Au cours de cette rencontre à Caceres, en Espagne, d’autres dossiers tels que ceux des Balkans, notamment du Monténégro et de la Macédoine (vendredi), et du Proche-Orient (samedi) devaient être évoqués bien que la présidence espagnole de l’UE n’ait pas fixé d’ordre du jour formel.

Selon des participants à cette réunion semestrielle, dénommée Gymnich du nom du château allemand où s’était tenu la première édition en 1974, Paris et Berlin souhaitent une réduction de 25% de la ligne budgétaire pour 2004-2006 destinée aux régions les plus pauvres de Chypre, Malte et de huit pays d’Europe de l’Est -Pologne, Hongrie, Slovénie, République tchèque, Estonie, Slovaquie, Lettonie et Lituanie.

Les Pays-Bas et la Grande-Bretagne jugent également le budget trop généreux, surtout pour le soutien à l’agriculture, qu’ils voudraient supprimer pour les Quinze, et dont la France est le premier bénéficiaire. Amsterdam et Londres estiment que les aides découragent les gouvernements d’Europe de l’Est de restructurer leur agriculture pour la rendre plus productive.

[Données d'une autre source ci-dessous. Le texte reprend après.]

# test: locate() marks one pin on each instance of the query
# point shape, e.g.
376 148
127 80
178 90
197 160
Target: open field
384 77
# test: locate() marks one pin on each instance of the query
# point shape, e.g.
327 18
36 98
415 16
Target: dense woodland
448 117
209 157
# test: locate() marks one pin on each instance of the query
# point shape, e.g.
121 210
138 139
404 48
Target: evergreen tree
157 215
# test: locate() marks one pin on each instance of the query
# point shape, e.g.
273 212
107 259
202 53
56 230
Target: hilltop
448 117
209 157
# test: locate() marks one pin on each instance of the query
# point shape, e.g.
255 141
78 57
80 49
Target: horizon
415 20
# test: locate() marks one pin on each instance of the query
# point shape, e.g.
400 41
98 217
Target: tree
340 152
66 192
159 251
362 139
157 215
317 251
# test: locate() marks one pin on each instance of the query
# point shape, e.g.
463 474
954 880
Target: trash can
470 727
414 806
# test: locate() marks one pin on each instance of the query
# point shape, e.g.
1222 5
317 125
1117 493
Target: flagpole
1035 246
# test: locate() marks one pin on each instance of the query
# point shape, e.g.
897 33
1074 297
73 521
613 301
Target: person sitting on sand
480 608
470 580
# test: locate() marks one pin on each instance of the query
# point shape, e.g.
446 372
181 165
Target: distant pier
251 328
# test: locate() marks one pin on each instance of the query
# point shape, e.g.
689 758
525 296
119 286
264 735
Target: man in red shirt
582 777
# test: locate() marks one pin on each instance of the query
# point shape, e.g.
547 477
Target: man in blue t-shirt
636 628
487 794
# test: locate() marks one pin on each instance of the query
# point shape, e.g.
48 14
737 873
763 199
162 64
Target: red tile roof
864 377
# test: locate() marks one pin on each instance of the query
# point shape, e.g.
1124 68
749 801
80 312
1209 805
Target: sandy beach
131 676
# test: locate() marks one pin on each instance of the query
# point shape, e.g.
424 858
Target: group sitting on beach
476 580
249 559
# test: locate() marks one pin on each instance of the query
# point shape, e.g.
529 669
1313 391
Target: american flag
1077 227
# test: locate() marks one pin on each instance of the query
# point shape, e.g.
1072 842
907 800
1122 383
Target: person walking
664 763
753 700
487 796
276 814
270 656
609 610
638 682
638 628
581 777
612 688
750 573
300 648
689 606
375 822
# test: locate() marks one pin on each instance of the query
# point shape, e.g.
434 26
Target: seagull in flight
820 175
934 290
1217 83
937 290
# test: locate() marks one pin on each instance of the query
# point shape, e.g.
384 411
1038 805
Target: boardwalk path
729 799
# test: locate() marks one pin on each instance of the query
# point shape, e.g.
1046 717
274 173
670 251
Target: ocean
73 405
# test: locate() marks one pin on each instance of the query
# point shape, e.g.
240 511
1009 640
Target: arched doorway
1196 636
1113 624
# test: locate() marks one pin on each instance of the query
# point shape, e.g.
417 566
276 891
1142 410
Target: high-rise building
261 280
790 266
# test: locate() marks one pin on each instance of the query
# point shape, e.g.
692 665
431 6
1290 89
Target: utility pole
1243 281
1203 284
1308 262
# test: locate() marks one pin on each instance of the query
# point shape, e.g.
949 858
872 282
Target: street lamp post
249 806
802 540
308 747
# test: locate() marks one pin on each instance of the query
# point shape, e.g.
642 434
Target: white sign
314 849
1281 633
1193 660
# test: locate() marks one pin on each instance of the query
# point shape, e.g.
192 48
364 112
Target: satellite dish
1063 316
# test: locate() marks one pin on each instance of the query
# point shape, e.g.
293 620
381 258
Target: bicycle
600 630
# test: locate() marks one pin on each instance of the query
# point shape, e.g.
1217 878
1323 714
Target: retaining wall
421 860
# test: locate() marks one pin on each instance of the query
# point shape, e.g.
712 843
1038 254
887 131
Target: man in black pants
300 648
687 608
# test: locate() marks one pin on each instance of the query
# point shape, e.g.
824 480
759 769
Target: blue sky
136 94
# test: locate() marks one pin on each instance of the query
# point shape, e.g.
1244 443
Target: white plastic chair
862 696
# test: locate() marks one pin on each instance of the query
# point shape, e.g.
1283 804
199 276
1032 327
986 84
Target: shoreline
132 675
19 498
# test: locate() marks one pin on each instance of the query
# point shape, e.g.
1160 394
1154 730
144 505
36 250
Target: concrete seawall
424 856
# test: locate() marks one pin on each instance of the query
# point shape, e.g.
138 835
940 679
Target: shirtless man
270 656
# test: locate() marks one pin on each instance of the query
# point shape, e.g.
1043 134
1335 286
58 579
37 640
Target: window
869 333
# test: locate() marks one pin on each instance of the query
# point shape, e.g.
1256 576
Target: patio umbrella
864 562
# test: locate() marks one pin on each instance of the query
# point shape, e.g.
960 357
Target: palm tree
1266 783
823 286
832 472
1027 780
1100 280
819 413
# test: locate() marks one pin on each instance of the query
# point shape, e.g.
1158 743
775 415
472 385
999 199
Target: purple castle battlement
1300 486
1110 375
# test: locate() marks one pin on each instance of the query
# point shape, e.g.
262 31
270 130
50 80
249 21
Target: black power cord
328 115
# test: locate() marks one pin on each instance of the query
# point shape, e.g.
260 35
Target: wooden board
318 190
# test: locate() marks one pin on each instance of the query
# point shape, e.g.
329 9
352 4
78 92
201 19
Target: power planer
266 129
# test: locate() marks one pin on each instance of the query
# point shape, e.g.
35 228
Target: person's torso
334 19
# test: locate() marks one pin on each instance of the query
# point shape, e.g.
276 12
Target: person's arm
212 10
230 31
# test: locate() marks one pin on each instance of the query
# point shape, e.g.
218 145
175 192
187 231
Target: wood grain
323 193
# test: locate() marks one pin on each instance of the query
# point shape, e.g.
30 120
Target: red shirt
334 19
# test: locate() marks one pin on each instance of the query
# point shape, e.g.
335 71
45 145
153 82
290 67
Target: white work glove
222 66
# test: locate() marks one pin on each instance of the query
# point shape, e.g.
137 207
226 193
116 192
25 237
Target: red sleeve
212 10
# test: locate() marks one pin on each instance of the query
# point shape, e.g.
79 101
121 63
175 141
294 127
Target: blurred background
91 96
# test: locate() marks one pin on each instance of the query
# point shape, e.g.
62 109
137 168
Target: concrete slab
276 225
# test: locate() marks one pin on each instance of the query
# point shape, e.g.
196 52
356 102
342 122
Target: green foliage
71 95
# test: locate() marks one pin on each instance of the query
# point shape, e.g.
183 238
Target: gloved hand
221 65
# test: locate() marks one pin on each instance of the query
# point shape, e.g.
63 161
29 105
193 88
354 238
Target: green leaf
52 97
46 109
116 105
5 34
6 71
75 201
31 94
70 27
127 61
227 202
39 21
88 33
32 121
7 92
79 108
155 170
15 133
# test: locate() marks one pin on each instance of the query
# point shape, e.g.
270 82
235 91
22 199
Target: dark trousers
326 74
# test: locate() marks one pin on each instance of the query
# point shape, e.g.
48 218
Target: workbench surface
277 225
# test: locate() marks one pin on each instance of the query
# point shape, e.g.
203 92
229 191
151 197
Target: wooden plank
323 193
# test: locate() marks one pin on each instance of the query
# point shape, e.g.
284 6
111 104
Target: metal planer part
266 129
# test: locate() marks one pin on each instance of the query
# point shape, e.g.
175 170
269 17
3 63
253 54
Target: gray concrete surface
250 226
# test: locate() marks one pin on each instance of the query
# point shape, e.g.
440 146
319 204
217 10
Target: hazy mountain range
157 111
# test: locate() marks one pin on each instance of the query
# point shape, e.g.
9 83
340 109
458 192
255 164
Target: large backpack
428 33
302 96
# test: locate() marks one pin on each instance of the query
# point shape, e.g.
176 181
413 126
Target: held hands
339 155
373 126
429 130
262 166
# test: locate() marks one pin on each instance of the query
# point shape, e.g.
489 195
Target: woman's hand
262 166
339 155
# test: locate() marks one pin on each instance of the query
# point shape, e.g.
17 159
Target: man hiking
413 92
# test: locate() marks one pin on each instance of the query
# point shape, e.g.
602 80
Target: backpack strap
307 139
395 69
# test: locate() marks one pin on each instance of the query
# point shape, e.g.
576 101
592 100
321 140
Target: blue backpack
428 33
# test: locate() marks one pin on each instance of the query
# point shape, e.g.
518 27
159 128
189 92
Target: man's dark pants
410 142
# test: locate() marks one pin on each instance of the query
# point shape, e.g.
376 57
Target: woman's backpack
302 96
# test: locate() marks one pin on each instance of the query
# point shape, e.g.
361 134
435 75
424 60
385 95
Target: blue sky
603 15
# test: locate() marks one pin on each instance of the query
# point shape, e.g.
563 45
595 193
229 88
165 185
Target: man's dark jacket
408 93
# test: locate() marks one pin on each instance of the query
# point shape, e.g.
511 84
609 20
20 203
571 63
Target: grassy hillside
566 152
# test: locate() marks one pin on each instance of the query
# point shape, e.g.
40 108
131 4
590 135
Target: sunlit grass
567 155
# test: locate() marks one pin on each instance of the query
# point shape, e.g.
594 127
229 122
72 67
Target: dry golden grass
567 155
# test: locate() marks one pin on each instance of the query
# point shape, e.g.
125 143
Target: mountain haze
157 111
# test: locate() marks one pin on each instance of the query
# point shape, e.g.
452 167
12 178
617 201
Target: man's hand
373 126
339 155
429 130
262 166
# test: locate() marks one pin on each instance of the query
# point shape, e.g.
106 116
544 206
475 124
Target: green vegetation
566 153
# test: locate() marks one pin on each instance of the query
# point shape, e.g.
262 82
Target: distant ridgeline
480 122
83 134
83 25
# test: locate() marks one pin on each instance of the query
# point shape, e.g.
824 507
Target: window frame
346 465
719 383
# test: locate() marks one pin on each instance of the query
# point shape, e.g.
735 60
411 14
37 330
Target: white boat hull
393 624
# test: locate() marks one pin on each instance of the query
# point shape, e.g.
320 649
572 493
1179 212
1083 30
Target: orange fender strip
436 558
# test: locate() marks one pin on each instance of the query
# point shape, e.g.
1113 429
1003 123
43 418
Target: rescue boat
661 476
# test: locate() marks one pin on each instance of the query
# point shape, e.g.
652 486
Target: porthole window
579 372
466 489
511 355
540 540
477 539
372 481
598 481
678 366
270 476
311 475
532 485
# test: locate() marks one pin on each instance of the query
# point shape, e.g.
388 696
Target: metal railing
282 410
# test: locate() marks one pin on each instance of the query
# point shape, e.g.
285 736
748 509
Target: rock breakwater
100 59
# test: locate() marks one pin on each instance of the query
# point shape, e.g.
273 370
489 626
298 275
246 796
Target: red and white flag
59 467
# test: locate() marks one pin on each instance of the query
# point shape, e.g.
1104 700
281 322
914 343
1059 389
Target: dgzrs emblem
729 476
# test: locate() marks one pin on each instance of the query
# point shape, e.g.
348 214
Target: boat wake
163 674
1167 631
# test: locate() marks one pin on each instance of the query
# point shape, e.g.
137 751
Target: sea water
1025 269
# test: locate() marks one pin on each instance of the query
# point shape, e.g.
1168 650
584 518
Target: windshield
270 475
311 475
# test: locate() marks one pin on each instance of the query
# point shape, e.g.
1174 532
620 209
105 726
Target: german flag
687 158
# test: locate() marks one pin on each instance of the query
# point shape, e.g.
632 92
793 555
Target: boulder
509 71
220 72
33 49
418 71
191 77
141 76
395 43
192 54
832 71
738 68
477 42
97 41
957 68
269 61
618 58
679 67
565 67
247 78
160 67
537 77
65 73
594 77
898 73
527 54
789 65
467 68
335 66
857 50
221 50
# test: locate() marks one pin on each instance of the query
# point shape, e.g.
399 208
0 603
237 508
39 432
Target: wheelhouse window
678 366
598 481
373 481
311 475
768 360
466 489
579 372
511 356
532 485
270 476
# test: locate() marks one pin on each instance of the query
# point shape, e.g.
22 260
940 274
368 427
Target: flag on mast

En Pologne, le secteur agricole emploie 27% de la population active, contre 5,4% en moyenne dans l’UE.

La réunion a permis une première évaluation de l’argent que l’UE peut dégager pour accueillir ses nouveaux membres mais les réactions de vendredi laissent présager de longues tractations entre les Quinze.

Les aides à l’agriculture et au développement régional représentent les quatre cinquièmes des 100 milliards d’euros (656 milliards de FF, dont la moitié pour l’agriculture) du budget de cette année. Les subventions qui seraient versées aux dix futurs membres ne représenteraient que 35% de celles versées aux membres actuels, et l’équité ne serait établie qu’en 2013. Les pays de l’Est critiquent cette disposition, tandis que plusieurs des Etats membres les trouvent encore trop généreuses.

Les Quinze doivent s’entendre sur le budget global d’ici 2006, date de début du nouveau budget pour cinq ans. L’Allemagne veut obtenir un accord au long terme pour l’agriculture, avant 2004 où il faudra accorder 25 violons au lieu de 15.

La Roumanie et la Bulgarie pourraient adhérer à l’Union européenne plus tard dans la décennie, tandis que la Turquie, également candidate, n’a pas encore entamé les négociations.

Le fin mot sur le budget est attendu pour la fin de l’année, afin que les Parlements disposent d’un an pour ratifier et que les nouveaux membres soient intégrés au 1er janvier 2004, après plusieurs années de « mise à niveau » sur un large éventail de questions, de l’environnement à la concurrence en passant par la démocratie. Les dossiers de l’agriculture et de l’aide régionale, particulièrement sensibles, ont été gardés pour la fin.